The RAMDISK Storage Accelerator A Method of Accelerating I/O - PowerPoint PPT Presentation

The RAMDISK Storage Accelerator A Method of Accelerating I/O Performance on HPC Systems Using RAMDISKs Tim Wickberg, Christopher D. Carothers wickbt@rpi.edu, chrisc@cs.rpi.edu Rensselaer Polytechnic Institute

Background ● CPUs performance doubles every 18 months ● HPC system performance follows this trend ● Disk I/O throughput doubles once every 10 years ● This creates an exponentially widening gap between compute and storage systems ● We can't continue to throw disks at the problem to keep current compute to I/O ratio intact ● More disks not only cost more, but failure rates also cause problems

RAMDISK Storage Accelerator ● Introduce new layer to HPC data storage – the RAMDISK Storage Accelerator (RSA) ● Functions as a high-speed data staging area ● Allocated per job, in proportion to compute resources ● Requires no application modification, only a few settings in job scripts to enable

RSA ● Aggregate RAMDISKs on RSA nodes together using a parallel filesystem ● PVFS in our tests ● Lustre, GPFS, Ceph and others possible as well ● Parallel RAMDISK is exported to I/O nodes in the system

Bind mount ● mount -o bind /rsa /place/on/diskfs ● Application sees a single FS hierarchy, doesn't need to know if the RSA is functional or not ● Decouples RSA from the compute system, allows the application to function regardless of RSA availability

Scheduling ● Set aside half the I/O nodes for active jobs, and the other half for jobs that have finished or will start soon ● Allocate RSA nodes in proportion to the compute system ● Data moves asynchronous to job execution, and frees the compute system up sooner.

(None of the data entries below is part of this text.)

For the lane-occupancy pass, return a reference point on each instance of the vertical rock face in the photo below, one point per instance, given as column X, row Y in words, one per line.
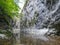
column 5, row 21
column 41, row 13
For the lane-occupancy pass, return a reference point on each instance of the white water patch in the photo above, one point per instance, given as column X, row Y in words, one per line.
column 37, row 33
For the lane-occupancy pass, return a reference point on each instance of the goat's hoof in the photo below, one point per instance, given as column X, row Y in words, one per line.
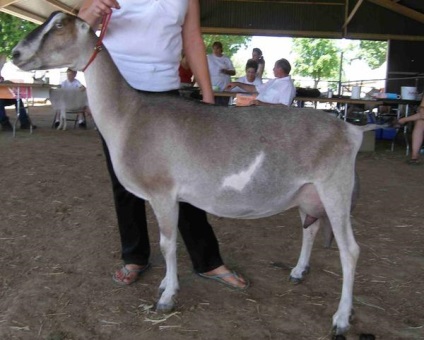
column 297, row 280
column 338, row 332
column 165, row 307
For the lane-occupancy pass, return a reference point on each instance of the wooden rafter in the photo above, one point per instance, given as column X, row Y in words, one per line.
column 395, row 7
column 20, row 13
column 62, row 7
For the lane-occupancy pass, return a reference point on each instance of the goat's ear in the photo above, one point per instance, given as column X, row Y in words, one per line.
column 84, row 26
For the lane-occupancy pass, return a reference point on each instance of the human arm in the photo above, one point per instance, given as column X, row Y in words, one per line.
column 246, row 87
column 194, row 50
column 228, row 72
column 92, row 11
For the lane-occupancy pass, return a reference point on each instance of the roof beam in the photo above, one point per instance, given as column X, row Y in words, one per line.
column 395, row 7
column 352, row 14
column 61, row 6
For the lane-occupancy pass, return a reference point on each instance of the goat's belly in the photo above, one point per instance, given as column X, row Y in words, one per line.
column 241, row 206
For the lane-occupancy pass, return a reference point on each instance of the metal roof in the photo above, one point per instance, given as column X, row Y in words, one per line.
column 355, row 19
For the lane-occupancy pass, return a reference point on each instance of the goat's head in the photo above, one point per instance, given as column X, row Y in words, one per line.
column 56, row 43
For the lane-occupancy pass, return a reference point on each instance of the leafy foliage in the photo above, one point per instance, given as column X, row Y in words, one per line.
column 12, row 30
column 231, row 43
column 373, row 52
column 316, row 58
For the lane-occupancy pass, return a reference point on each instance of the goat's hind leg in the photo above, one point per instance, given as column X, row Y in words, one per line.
column 301, row 269
column 337, row 204
column 62, row 120
column 166, row 212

Example job flow ● Before job begins, selected as next-likely to start. ● Stage data in to RSA. ● Job Starts on compute system ● Reads data in from RSA ● Checkpoints to RSA ● Job execution finishes ● results written to RSA ● Compute system released ● RSA pushes results back to disk storage after compute system has moved on to the next job

Compare to traditional job flow ● Initial load: 15 minute read in from disk ● Checkpoints: 10 minutes per checkpoint, once an hour, 24 hour job run ● Results back out: 10 minutes ● 225 minutes spent on I/O

RSA ● Initial load: happens before compute job starts ● Checkpoints: 1 minute each ● Results out: 1 minute to RSA ● Afterwards: results from RSA back to disk storage ● 25 minutes spent on I/O ● Saved 200 minutes on the compute system ● Asynchronous data staging seems likely for any large scale system at this point

Test System ● 1-rack Blue Gene/L ● 16 RSA nodes (borrowed from another cluster), 32GB RAM each ● Due to networking constraints, a single Gigabit Ethernet link connects the RSA to the BG/L functional network. ● Bottleneck evident in results.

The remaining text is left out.